The final set of images are a template Eric obtained to create calendars to share with his friends overseas – a pretty impressive set of images.
Personally, I find Eric produces many great images that challenge us (and the judges) – and coupled with his ever present wit is an inspiration to try new things.
The final speaker for the evening was Richard Wormald. Unknown to many of us, Richard is both a keen photographer and a diver. He has coupled these two hobbies into one – although he admits his diving is less freqent than it used to be. He even spent time as a diving instructor with the motto “no conditions were too bad!“ . His inspiration for diving came from the TV program Sea Hunt (does that show his age?) – you can see the similarity between Richard and Lloyd Bridges can’t you? By the way, I had to rope him into this talk at short notice, but Richard dutifully scanned many of his slides in and shared them with us – apparently reviving many good memories (as his wife Jenny told me!)
So onto Richard’s presentation which firstly described some of the difficulties in underwater photography including refraction, object magnification (making focusing even harder), particle scatter (clouding the image), colour absorption (ever notice that blue cast? Red has been lost!) making it necessary to use a high power flash, and importantly that fact that you can’t change lenses – so is going to be a macro day or not?
Still, he obviously overcame a lot of those issues with some superb images of corals, filter feeding animals, nudi banks, anenomes, clown fish (Nemo!), feather stars and basket stars. Wow! Amazing creatures and so colourful and textured! Richard told us stories of trips to the Great Barrier Reef – 70km off shore and swimming with the risks of white tip sharks (not aggressive in the area they went to but they are elsewhere), sea snakes (like the Olive snake – super venomous – but with short fangs thankfully), using the anchor line to get back as divers tire, infection from the warm humid environment (don’t cut yourself on the coral). He also shared the story of Humphrey – the Groper, and that image of the giant clam they staged (check out the slides above).
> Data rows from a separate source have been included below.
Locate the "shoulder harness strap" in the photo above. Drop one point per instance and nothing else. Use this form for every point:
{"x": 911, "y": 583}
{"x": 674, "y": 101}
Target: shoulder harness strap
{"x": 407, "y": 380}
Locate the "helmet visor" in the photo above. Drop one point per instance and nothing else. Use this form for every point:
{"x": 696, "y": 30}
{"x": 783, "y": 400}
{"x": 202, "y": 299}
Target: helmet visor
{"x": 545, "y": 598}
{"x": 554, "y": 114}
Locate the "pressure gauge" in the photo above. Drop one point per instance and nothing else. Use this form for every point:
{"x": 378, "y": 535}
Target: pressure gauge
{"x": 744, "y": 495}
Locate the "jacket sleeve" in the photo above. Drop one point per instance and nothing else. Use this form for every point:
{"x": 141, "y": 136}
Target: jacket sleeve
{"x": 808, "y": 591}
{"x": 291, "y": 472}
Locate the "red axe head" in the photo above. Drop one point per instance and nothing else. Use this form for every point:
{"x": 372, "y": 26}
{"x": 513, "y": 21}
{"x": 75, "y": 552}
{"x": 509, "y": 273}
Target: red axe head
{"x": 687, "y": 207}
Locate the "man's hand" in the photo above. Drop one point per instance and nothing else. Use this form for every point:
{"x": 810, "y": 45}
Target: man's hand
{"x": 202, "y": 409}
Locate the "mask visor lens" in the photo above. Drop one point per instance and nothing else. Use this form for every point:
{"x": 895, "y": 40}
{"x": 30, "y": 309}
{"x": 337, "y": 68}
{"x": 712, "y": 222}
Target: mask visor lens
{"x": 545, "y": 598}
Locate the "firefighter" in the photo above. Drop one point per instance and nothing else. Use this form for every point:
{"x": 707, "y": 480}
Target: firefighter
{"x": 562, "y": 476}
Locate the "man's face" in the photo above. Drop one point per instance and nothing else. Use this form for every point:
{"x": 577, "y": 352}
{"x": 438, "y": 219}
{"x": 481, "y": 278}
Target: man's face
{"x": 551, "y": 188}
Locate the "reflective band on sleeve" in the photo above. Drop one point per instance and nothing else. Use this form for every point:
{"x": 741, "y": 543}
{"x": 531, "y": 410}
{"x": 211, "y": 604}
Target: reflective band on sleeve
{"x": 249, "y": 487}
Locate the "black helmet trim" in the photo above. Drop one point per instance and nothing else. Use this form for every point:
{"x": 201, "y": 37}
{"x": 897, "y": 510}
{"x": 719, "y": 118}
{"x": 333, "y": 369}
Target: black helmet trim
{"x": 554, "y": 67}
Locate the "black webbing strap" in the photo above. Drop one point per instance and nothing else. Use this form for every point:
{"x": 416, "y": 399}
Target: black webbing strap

We also heard stories of cave diving, including the need for dry suits (it’s mighty cold down there), safety lines (visibility is minimal if you stir up the silt – 120 feet is usually the maximum distance), and the categories of cave. Not to mention more snakes, and the tiny spaces divers squeezed through – pushing air tanks ahead of them.
But the take home memory here was Richard descending into a hole on a ladder into a huge cave! Many of the cave images were stunning – and I’m glad Richard shared them with us along with those great images of the Great Barrier reef dive.
So a fascinating night – seeing what fires the passions of some of the clubs photographers. Many thanks to all three of you for sharing your work – and we look forward to seeing some more!